What is Type I hypersensitivity?



IgE, mast cells, and lipid mediators


What is Type II hypersensitivity?

antibody mediated


IgM and IgG against cell-bound or extracellular matrix antigens


What is Type III hypersensitivity?

immune complex


IgM and IgG immune complex deposition


What is Type IV hypersensitivity?

delayed type


CD4 mediated


What is an allergy?

  • Type I/immediate hypersensitivity (associated with forms of Type IV)
  • Immune-mediated inflammatory response to common environmental antigenst that are otherwise harmless


What is an atopic individual?

  • hihg levels of circulating IgE (normally barely detectible)
    • ths vaires with condition
  • elevated eosinophils in circulation in tissues
  • elevated of Th2 cells secreting IL-4


IgE is specialised to control...



What are the two phases of immediate (Type I) hypersensitivity?

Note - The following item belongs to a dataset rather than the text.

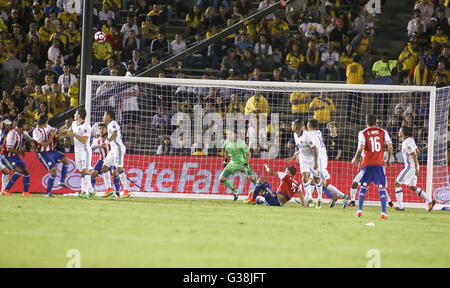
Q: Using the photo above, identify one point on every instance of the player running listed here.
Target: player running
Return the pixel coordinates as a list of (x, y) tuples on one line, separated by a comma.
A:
[(308, 157), (99, 143), (372, 140), (116, 155), (5, 170), (11, 149), (45, 137), (320, 178), (81, 133), (409, 174), (287, 188), (240, 156)]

  • sensitization - rapid, usually not noticed
  • response - varies
    • local (common) - rhinitis, bronchoconstriction, conjunctivitis, hives, skin rashes, hay fever
    • systemic (rare) - anaphylaxis
    • immediate and late phase (both may be occuring at once)


What are the 6 main contributors to the immediate/Type I hypersensitivity mechanism?

  • allergens (antigens)
  • Th2 cells - switch on B-cells to produce IgE
  • IgE (antibody)
  • FceRI (high affinity FceR) - IgE receptor
  • mast cells - major player, FceRI receptors
  • eosinophils


What are the features of allergens?

  • repeated exposure via mucosal route
  • inhaled: highly soluble proteins, carried by small particles
  • ingested: slowly degraded
  • not easily broken down
  • highly soluble in body fluids (causes systemic response)
  • introduced at very low doses (favours Th2 response)
  • allergens are often (not always) enzymes
    • body might mistake them for parasite enzymes


What are the acute and chronic responses to inhaled allergens?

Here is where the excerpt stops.